My Family Is Suffering
Writing by Jason on Sunday, 30 of December , 2007 at 10:39 am
As I sit here at my computer, back hunched, ear plugs in my ears, a headache, stiff neck and tired beyond the ability to think rationally. The TV is playing a kids video quite loudly while the house is littered with toys and the air is filled with the screams and laughter of little children running around having fun. Anyone who has 4+ kids would know exactly what I am talking about! But slap on to that some good old fashioned suicidal thoughts, mixed up with some lovely mind numbing drugs and you got a person who just doesn’t care too much about life while constantly trying to escape the pain of reality, not being able to enjoy the “simple” things that life has to offer.
Why am I complaining so much? It is Bree that does all the work around here, she is the one “dealing” with everything. She is a legend, taking care of the 4 kids, Keeping the house clean, while taking care of me!

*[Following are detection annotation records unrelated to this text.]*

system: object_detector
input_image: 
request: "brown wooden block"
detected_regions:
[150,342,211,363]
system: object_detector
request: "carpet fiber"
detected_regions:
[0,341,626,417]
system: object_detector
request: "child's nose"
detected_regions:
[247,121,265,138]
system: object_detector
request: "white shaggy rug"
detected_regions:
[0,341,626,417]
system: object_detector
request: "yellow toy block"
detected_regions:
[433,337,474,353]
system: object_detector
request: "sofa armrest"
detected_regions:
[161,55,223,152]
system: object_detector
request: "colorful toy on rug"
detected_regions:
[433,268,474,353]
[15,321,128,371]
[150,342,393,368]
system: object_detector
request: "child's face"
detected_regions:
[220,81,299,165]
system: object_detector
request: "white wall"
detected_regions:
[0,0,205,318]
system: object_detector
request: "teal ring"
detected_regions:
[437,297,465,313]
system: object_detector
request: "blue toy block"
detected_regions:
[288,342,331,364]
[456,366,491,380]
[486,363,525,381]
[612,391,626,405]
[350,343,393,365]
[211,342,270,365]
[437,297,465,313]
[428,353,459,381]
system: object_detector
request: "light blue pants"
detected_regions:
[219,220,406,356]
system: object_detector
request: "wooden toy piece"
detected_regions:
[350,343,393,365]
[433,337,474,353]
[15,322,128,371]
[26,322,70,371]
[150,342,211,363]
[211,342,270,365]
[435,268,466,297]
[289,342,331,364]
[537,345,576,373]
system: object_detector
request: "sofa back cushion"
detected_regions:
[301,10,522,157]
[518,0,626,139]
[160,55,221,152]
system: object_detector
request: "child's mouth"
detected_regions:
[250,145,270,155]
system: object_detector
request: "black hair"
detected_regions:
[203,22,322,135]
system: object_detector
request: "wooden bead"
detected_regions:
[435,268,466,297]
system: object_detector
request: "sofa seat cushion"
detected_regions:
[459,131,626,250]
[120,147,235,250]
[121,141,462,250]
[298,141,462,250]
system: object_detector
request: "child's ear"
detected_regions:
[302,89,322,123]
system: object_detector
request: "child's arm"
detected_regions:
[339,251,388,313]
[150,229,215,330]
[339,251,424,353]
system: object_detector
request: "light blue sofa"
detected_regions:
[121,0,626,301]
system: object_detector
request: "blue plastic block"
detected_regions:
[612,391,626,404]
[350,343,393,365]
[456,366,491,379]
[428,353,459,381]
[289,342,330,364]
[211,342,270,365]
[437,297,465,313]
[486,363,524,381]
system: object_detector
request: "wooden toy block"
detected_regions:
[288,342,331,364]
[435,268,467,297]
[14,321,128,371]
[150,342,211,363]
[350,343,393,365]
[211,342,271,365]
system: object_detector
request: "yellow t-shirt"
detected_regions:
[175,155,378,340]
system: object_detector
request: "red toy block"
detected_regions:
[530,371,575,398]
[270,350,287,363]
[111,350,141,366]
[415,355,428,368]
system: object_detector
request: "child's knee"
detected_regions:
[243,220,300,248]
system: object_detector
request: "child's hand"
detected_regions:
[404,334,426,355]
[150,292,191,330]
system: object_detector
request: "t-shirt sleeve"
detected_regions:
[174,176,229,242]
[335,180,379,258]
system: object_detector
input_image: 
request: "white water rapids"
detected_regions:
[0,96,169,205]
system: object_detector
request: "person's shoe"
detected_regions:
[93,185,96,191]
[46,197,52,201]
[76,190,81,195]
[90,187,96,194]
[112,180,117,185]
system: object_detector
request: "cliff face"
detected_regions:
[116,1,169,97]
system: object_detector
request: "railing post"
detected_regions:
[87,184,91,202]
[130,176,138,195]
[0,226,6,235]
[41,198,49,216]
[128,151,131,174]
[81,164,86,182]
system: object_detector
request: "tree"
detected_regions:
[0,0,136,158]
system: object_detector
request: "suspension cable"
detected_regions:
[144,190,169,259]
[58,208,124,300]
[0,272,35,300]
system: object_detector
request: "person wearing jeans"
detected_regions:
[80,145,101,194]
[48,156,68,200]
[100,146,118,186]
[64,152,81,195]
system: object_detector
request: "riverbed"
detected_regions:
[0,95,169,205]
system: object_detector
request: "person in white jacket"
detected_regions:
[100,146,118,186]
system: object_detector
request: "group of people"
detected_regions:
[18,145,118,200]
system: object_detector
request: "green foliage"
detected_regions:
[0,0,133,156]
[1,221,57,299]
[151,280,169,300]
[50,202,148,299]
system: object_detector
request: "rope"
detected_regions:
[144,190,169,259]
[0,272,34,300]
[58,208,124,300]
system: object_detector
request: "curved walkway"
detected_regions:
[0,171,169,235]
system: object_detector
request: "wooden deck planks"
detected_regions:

Bree is doing a great job, no one can deny that.
Our kids are just the best and although I find it hard to even talk to them most of the time I really do appreciate them. It is very difficult for me and upsetting to see them grow up before my eyes without even knowing properly as individuals, because I simply do not spend enough time with them. I envision doing things with the kids like outdoor activities etc but it just doesn’t happen. I even purchased outdoor play things as Christmas presents that I could start to engage with them but it has not happened yet. Anyone who has been depressed or lived with a depressed spouse will understand what I am saying but if you have not I know that it is impossible to fully comprehend the detrimental affects of depression and just how powerless the affected person is to deal with life.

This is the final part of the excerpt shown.